Além disso, o presidente ressaltou que os "escombros do neoliberalismo" deram origem a "aventureiros de extrema direita que negam a política e vendem soluções tão fáceis quanto equivocadas", impulsionando um "nacionalismo primitivo, conservador e autoritário".
"Repudiamos uma agenda que utiliza os imigrantes como bodes expiatórios, que corrói o Estado de bem-estar e que investe contra os direitos dos trabalhadores. Precisamos resgatar as melhores tradições humanistas que inspiraram a criação da ONU", disse.
Clima
Lula ainda aproveitou a ocasião para cobrar mais uma vez os países ricos pelo descumprimento da promessa de criar um fundo global de US$ 100 bilhões por ano para ajudar o mundo emergente na luta contra a crise climática.
"A promessa de destinar US$ 100 bilhões para os países em desenvolvimento permanece apenas isso, uma longa promessa. Hoje esse valor seria insuficiente para uma demanda que já chega à casa dos trilhões de dólares", disse.
Segundo Lula, os países emergentes não querem repetir o modelo de desenvolvimento das nações ricas, baseado em "altas taxas de emissões de gases danosos ao clima".
"No Brasil, já provamos uma vez e vamos provar de novo que um modelo socialmente justo e ambientalmente sustentável é possível. Estamos na vanguarda da transição energética, e nossa matriz já é uma das mais limpas do mundo", afirmou o presidente, lembrando que o desmatamento na Amazônia caiu 48% nos primeiros oito meses de 2023.
Ucrânia e crise do multilateralismo
No discurso na ONU, Lula alertou que o multilateralismo "vem sendo corroído" e que a "representação desigual e distorcida na direção do FMI e do Banco Mundial é inaceitável".

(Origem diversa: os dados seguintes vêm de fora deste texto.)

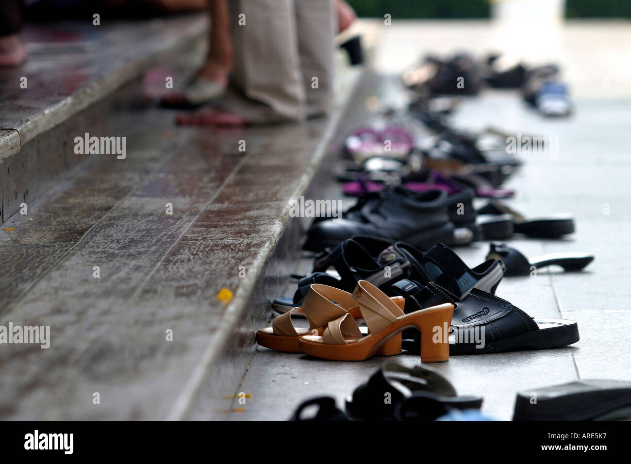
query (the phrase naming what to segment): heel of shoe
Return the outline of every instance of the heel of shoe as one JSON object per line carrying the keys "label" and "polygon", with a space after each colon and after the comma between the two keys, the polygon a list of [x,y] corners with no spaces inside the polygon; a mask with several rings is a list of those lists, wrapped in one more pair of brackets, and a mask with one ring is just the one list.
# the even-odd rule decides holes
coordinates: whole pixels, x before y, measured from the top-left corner
{"label": "heel of shoe", "polygon": [[384,344],[379,347],[379,349],[375,353],[375,356],[395,356],[401,354],[401,332],[394,336],[390,337]]}
{"label": "heel of shoe", "polygon": [[[421,361],[442,362],[449,360],[449,328],[454,305],[441,304],[419,314],[416,326],[421,331]],[[437,330],[435,328],[439,328]]]}

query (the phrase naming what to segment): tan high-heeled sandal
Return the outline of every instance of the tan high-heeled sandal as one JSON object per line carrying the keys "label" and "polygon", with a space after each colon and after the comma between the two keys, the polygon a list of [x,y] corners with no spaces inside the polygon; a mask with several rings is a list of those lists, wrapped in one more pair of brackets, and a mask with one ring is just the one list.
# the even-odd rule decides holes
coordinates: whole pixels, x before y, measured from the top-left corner
{"label": "tan high-heeled sandal", "polygon": [[329,322],[321,336],[301,336],[299,343],[303,353],[343,361],[399,354],[401,332],[415,327],[421,331],[423,362],[449,360],[449,333],[445,331],[451,323],[454,305],[445,303],[405,314],[381,290],[366,280],[357,283],[353,298],[359,304],[369,335],[362,336],[355,320],[350,314],[344,314]]}
{"label": "tan high-heeled sandal", "polygon": [[[405,299],[403,297],[392,297],[388,299],[394,302],[397,307],[403,308],[405,304]],[[309,328],[294,327],[292,316],[299,314],[307,318]],[[302,306],[276,316],[272,321],[271,327],[258,330],[256,342],[259,345],[277,351],[300,353],[298,340],[300,336],[309,334],[322,335],[329,322],[346,315],[358,319],[357,324],[363,322],[359,306],[351,294],[329,285],[312,283]]]}

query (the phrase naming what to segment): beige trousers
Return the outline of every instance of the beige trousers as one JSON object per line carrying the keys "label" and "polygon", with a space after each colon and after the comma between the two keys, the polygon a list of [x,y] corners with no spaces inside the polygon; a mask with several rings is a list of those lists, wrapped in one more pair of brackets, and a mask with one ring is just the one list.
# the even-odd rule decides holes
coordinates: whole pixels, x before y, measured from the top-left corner
{"label": "beige trousers", "polygon": [[333,93],[334,0],[228,0],[232,84],[227,105],[252,122],[326,114]]}

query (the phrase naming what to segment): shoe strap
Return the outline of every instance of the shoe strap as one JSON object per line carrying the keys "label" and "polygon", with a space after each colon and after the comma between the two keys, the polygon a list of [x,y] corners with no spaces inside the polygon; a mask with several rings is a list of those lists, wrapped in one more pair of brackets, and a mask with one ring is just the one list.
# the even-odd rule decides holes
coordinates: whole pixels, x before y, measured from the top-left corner
{"label": "shoe strap", "polygon": [[348,312],[327,324],[322,341],[327,345],[346,345],[346,337],[360,337],[362,331],[357,321]]}
{"label": "shoe strap", "polygon": [[458,255],[442,243],[434,245],[425,254],[423,268],[432,282],[459,296],[478,282]]}
{"label": "shoe strap", "polygon": [[360,280],[353,292],[371,333],[377,333],[396,322],[403,311],[386,294],[366,280]]}
{"label": "shoe strap", "polygon": [[352,295],[348,292],[328,285],[314,283],[302,306],[293,308],[284,314],[274,318],[272,321],[272,329],[277,335],[297,336],[298,334],[292,323],[292,314],[304,314],[309,321],[309,329],[317,329],[325,326],[329,321],[347,314],[349,309],[357,306]]}

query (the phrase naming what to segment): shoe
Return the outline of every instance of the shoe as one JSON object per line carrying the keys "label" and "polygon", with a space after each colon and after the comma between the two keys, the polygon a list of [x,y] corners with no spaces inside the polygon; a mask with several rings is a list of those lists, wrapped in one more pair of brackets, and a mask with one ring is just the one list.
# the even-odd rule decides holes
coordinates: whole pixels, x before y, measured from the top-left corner
{"label": "shoe", "polygon": [[[389,396],[386,396],[386,395]],[[355,389],[346,401],[346,414],[358,420],[392,420],[398,409],[398,420],[410,419],[433,420],[452,408],[478,409],[482,405],[479,396],[458,396],[446,378],[425,366],[407,367],[386,361],[368,379]],[[387,397],[388,402],[384,398]],[[417,408],[420,398],[431,401],[435,408]],[[399,403],[410,401],[403,408]]]}
{"label": "shoe", "polygon": [[181,93],[184,99],[178,103],[163,100],[161,105],[168,108],[195,108],[215,100],[226,92],[227,85],[215,80],[194,77],[190,79]]}
{"label": "shoe", "polygon": [[476,223],[482,229],[484,240],[504,240],[515,232],[512,216],[509,214],[478,214]]}
{"label": "shoe", "polygon": [[580,380],[522,391],[517,393],[513,413],[513,420],[630,419],[631,382],[622,380]]}
{"label": "shoe", "polygon": [[[339,278],[326,272],[331,268]],[[282,314],[299,306],[313,283],[352,292],[363,279],[389,295],[393,284],[410,279],[423,284],[435,282],[462,297],[473,287],[495,293],[502,275],[496,259],[488,259],[470,269],[443,244],[435,245],[423,254],[403,242],[353,237],[333,250],[321,253],[314,264],[313,273],[300,277],[293,297],[277,298],[272,302],[272,308]]]}
{"label": "shoe", "polygon": [[[386,141],[389,142],[388,151]],[[344,146],[357,162],[363,163],[375,157],[404,159],[414,148],[414,139],[410,132],[398,126],[382,131],[363,128],[346,137]]]}
{"label": "shoe", "polygon": [[509,214],[512,217],[513,231],[538,239],[555,239],[574,232],[574,220],[569,215],[555,215],[536,219],[526,219],[507,205],[491,201],[478,210],[478,214]]}
{"label": "shoe", "polygon": [[528,259],[518,250],[504,243],[493,242],[487,259],[495,258],[504,268],[504,275],[528,275],[533,270],[548,266],[560,266],[566,271],[580,271],[594,261],[594,256],[586,253],[550,253]]}
{"label": "shoe", "polygon": [[[390,302],[397,307],[403,308],[404,300],[401,297],[395,297]],[[298,314],[307,318],[309,328],[297,328],[293,326],[292,316]],[[310,285],[302,306],[293,308],[274,318],[271,327],[258,330],[256,342],[276,351],[299,353],[298,339],[301,336],[310,333],[321,335],[329,322],[346,316],[356,319],[362,318],[360,307],[353,295],[339,289],[314,283]],[[358,331],[359,328],[357,330]]]}
{"label": "shoe", "polygon": [[454,311],[452,304],[439,304],[406,314],[383,292],[365,280],[358,282],[353,298],[359,304],[369,335],[362,336],[355,319],[347,314],[329,322],[321,336],[301,336],[300,351],[310,356],[341,361],[362,361],[375,355],[400,354],[401,332],[415,327],[426,335],[421,340],[421,360],[449,360],[447,337],[437,334],[436,328],[449,324]]}
{"label": "shoe", "polygon": [[[317,406],[315,415],[305,417],[304,410],[310,406]],[[318,396],[302,403],[294,412],[290,420],[350,420],[343,411],[338,408],[335,398]]]}
{"label": "shoe", "polygon": [[315,222],[304,248],[322,251],[353,235],[369,235],[407,242],[429,249],[454,240],[454,223],[447,211],[448,196],[440,190],[415,193],[397,187],[360,198],[341,219]]}
{"label": "shoe", "polygon": [[[316,258],[312,273],[300,276],[293,297],[276,298],[272,302],[272,309],[284,314],[300,306],[314,283],[352,292],[362,279],[378,288],[387,288],[402,278],[427,281],[427,277],[415,258],[415,255],[422,256],[422,253],[415,249],[406,251],[396,246],[389,249],[394,244],[370,237],[354,237],[332,250],[322,252]],[[337,276],[327,272],[331,268]]]}
{"label": "shoe", "polygon": [[[423,286],[403,280],[393,285],[392,293],[405,298],[406,311],[445,303],[454,306],[451,326],[445,329],[452,355],[560,348],[580,338],[574,321],[535,320],[508,301],[477,289],[458,299],[435,283]],[[418,332],[406,331],[403,338],[404,349],[418,352]]]}

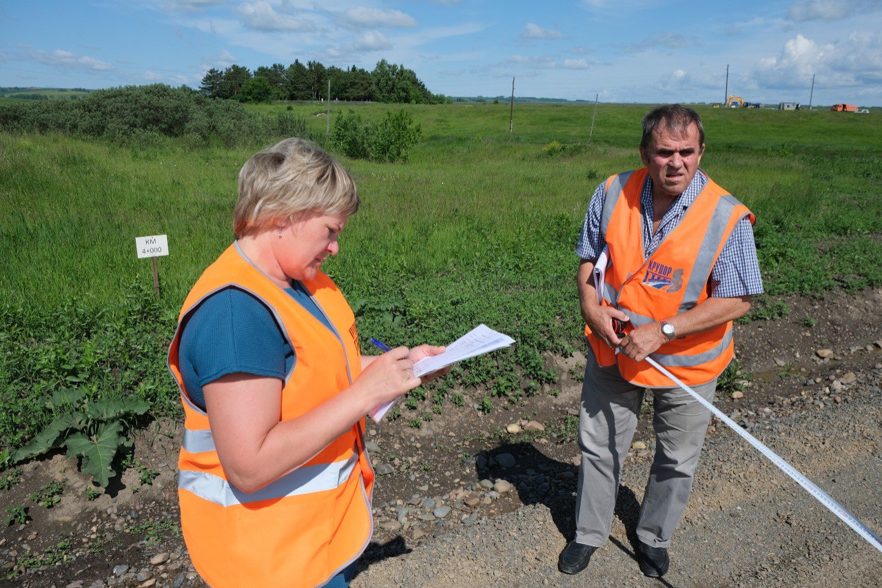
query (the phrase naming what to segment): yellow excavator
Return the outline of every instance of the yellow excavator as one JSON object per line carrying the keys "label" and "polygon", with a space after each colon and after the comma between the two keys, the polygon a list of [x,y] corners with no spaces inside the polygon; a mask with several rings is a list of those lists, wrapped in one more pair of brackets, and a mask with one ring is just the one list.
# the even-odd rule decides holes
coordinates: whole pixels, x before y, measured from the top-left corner
{"label": "yellow excavator", "polygon": [[740,96],[735,96],[733,94],[729,94],[729,100],[726,101],[727,109],[736,109],[744,108],[744,101],[741,99]]}

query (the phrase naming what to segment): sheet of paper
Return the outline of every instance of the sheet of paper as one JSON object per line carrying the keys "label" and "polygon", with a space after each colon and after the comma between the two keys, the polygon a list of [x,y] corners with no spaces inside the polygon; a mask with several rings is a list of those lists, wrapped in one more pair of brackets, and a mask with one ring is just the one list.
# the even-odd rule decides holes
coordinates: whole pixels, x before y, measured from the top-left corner
{"label": "sheet of paper", "polygon": [[[414,375],[420,377],[426,373],[431,373],[437,370],[452,366],[453,364],[475,358],[484,353],[508,347],[514,343],[514,339],[494,331],[487,325],[478,325],[468,333],[447,345],[447,350],[441,355],[434,355],[430,358],[424,358],[414,364]],[[385,413],[392,408],[395,401],[392,400],[385,404],[377,406],[370,412],[370,418],[375,422],[379,422]]]}
{"label": "sheet of paper", "polygon": [[609,247],[603,247],[601,256],[594,263],[594,290],[597,290],[597,304],[603,301],[603,288],[606,285],[606,269],[609,263]]}

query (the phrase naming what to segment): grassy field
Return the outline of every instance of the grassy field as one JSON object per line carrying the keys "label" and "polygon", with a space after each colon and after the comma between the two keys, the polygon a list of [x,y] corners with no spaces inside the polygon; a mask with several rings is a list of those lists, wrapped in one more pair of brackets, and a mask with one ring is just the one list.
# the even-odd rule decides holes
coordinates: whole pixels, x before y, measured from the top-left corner
{"label": "grassy field", "polygon": [[3,96],[0,100],[6,98],[17,99],[19,96],[30,96],[33,94],[46,96],[50,100],[58,98],[62,100],[71,100],[72,98],[80,98],[88,94],[89,93],[85,90],[72,90],[57,87],[0,87],[0,94]]}
{"label": "grassy field", "polygon": [[[315,136],[325,136],[324,104],[254,108],[303,115]],[[332,117],[347,108],[332,105]],[[398,107],[353,108],[378,117]],[[600,105],[590,139],[593,105],[516,105],[511,133],[508,104],[404,108],[422,130],[409,163],[341,158],[363,205],[326,269],[355,308],[363,337],[446,343],[479,322],[511,334],[518,346],[458,376],[497,396],[530,393],[556,377],[542,352],[579,344],[576,239],[596,185],[640,166],[639,120],[648,107]],[[756,213],[770,294],[822,297],[882,284],[882,117],[709,107],[700,113],[702,168]],[[15,318],[0,328],[7,329],[0,343],[15,336],[6,324],[53,309],[70,315],[71,300],[75,316],[124,307],[118,314],[137,322],[132,299],[152,297],[152,276],[150,260],[136,258],[134,239],[155,234],[168,236],[170,250],[159,258],[154,309],[162,323],[157,344],[167,342],[190,286],[231,241],[238,170],[259,147],[122,148],[0,134],[0,313]],[[75,324],[67,328],[71,338],[91,336]],[[82,350],[71,353],[79,366]],[[0,376],[11,377],[13,356],[7,353]],[[43,389],[60,381],[41,374],[27,377]],[[160,381],[156,376],[151,386],[162,390],[142,396],[173,397],[170,381]],[[16,390],[9,394],[21,396]]]}

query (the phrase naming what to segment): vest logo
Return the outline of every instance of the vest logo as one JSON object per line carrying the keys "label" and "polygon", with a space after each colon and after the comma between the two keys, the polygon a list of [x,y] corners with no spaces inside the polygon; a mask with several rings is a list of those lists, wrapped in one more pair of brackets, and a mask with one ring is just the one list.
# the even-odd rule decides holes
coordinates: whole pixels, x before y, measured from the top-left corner
{"label": "vest logo", "polygon": [[683,269],[674,269],[658,261],[650,261],[643,283],[663,292],[676,292],[683,286]]}

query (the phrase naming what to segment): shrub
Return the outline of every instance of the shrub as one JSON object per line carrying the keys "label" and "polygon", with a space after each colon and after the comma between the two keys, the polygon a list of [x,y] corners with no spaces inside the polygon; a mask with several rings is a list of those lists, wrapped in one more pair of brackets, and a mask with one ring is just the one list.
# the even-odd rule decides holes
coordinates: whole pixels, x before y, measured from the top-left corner
{"label": "shrub", "polygon": [[331,145],[347,157],[368,159],[368,127],[361,115],[350,109],[335,117]]}
{"label": "shrub", "polygon": [[379,121],[365,121],[354,110],[334,119],[331,145],[354,159],[407,162],[411,148],[422,134],[419,124],[404,110],[387,112]]}
{"label": "shrub", "polygon": [[98,90],[77,101],[2,103],[0,130],[64,132],[136,147],[166,137],[183,138],[191,147],[238,147],[305,136],[306,121],[288,113],[262,116],[185,87],[153,84]]}

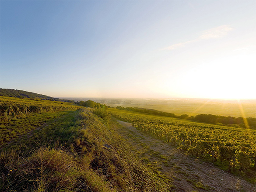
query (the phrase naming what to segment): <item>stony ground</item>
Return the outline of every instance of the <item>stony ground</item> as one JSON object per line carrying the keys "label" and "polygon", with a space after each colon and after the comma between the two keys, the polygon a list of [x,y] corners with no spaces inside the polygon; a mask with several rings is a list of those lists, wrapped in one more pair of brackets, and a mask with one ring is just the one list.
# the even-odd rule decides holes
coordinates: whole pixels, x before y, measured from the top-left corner
{"label": "stony ground", "polygon": [[[149,166],[171,178],[175,192],[256,192],[256,186],[210,162],[184,154],[176,148],[142,133],[131,123],[116,120],[114,130],[127,140]],[[120,125],[121,125],[121,126]]]}

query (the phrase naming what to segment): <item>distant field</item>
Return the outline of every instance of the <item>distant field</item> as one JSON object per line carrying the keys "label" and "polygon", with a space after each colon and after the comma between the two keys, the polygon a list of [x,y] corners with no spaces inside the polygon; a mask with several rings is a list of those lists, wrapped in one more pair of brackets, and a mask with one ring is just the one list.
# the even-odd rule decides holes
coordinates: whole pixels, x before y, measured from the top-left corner
{"label": "distant field", "polygon": [[[70,98],[69,98],[70,99]],[[225,101],[206,99],[142,99],[72,98],[77,100],[94,101],[107,106],[124,107],[137,107],[153,109],[176,115],[187,114],[189,116],[199,114],[212,114],[235,117],[256,117],[256,100]],[[245,117],[244,117],[245,116]]]}
{"label": "distant field", "polygon": [[[119,120],[137,129],[178,146],[224,170],[243,174],[255,183],[255,130],[197,123],[132,111],[108,109]],[[231,161],[232,160],[232,161]]]}

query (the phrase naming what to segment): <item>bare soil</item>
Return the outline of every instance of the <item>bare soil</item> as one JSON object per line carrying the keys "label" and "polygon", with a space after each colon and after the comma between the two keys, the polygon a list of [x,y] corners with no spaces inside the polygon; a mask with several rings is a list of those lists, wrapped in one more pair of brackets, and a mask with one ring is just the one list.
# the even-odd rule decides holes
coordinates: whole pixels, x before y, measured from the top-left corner
{"label": "bare soil", "polygon": [[186,155],[176,147],[119,120],[114,130],[130,143],[134,152],[170,178],[175,192],[256,192],[256,186],[210,162]]}

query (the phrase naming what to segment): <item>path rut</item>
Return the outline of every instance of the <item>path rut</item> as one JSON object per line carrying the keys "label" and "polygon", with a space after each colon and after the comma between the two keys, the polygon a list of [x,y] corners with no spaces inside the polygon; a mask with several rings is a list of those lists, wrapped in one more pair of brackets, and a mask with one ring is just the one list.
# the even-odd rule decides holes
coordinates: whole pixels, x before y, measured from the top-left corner
{"label": "path rut", "polygon": [[186,155],[162,141],[119,120],[115,130],[134,147],[139,157],[156,164],[172,179],[176,192],[238,192],[256,191],[256,186],[215,167],[210,162]]}

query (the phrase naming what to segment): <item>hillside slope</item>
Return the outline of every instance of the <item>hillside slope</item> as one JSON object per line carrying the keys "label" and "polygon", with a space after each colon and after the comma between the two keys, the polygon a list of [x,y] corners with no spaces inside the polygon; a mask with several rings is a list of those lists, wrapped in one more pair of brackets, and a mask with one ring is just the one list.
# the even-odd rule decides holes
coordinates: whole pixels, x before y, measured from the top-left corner
{"label": "hillside slope", "polygon": [[47,99],[57,99],[28,91],[2,88],[0,89],[0,96],[12,97],[20,97],[21,96],[28,98],[40,98]]}

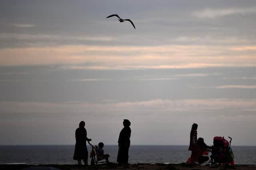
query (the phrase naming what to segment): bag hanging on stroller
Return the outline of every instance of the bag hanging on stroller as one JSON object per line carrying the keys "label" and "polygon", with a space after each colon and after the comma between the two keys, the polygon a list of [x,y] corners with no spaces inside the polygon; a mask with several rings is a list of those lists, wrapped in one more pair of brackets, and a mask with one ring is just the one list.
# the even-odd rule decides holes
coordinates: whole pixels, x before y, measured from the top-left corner
{"label": "bag hanging on stroller", "polygon": [[212,149],[212,155],[210,162],[214,164],[228,164],[234,165],[234,154],[230,147],[232,138],[229,142],[224,137],[216,137],[213,139],[213,145]]}

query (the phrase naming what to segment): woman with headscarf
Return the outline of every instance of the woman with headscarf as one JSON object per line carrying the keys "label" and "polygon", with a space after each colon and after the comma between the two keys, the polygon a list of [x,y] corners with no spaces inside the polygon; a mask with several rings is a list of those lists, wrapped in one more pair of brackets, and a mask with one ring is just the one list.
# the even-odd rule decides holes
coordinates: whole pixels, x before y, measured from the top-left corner
{"label": "woman with headscarf", "polygon": [[198,148],[197,145],[197,127],[198,125],[196,123],[193,123],[190,131],[190,141],[188,150],[191,151],[191,156],[186,162],[189,164],[196,162],[198,154]]}
{"label": "woman with headscarf", "polygon": [[87,138],[86,130],[84,128],[85,123],[81,121],[79,123],[79,127],[76,130],[76,147],[73,158],[77,160],[79,165],[81,165],[82,159],[84,165],[88,164],[88,151],[86,147],[86,141],[92,141]]}
{"label": "woman with headscarf", "polygon": [[123,122],[124,128],[121,131],[118,138],[118,152],[117,162],[119,164],[128,164],[129,148],[130,145],[130,138],[131,137],[131,122],[127,119],[124,119]]}

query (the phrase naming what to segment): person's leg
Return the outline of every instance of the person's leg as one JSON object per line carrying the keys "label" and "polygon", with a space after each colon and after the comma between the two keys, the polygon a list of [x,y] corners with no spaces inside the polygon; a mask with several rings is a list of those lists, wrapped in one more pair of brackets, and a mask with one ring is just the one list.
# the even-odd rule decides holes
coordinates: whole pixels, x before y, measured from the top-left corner
{"label": "person's leg", "polygon": [[202,164],[203,163],[206,162],[208,160],[209,160],[209,157],[204,156],[201,155],[198,159],[198,163],[199,164]]}
{"label": "person's leg", "polygon": [[88,165],[88,160],[87,159],[83,159],[84,160],[84,165]]}
{"label": "person's leg", "polygon": [[108,162],[108,157],[109,157],[109,155],[108,154],[104,154],[103,155],[103,156],[104,157],[104,158],[106,159],[106,161],[107,161],[107,162]]}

De acordo com o presidente, a ampliação do Brics buscará "acomodar a pluralidade econômica, geográfica e política do século 21, em prol de um comércio global mais justo".
Além disso, Lula destacou que o Conselho de Segurança da ONU "vem perdendo progressivamente sua credibilidade", situação que "decorre em particular da ação de seus membros permanentes, que travam guerras não autorizadas em busca de expansão territorial ou de mudança de regime".
A declaração pode ser entendida também como uma referência implícita à Rússia, a qual Lula não mencionou durante o discurso.
"A guerra da Ucrânia escancara nossa incapacidade coletiva de fazer prevalecer os propósitos e princípios da Carta da ONU. Não subestimamos as dificuldades para alcançar a paz, mas nenhuma solução será duradoura se não for baseada no diálogo. Tenho reiterado que é preciso trabalhar para criar espaço para negociações", afirmou.
Por outro lado, Lula criticou a imposição de "sanções unilaterais, que causam grandes prejuízos à população dos países afetados e dificultam os processos de mediação de conflitos". O presidente ainda disse que é preciso renovar as "instituições multilaterais dedicadas à promoção da paz" e que a "paralisia" do Conselho de Segurança é "a prova mais eloquente da necessidade e urgência de reformá-lo, conferindo-lhe maior representatividade e eficácia".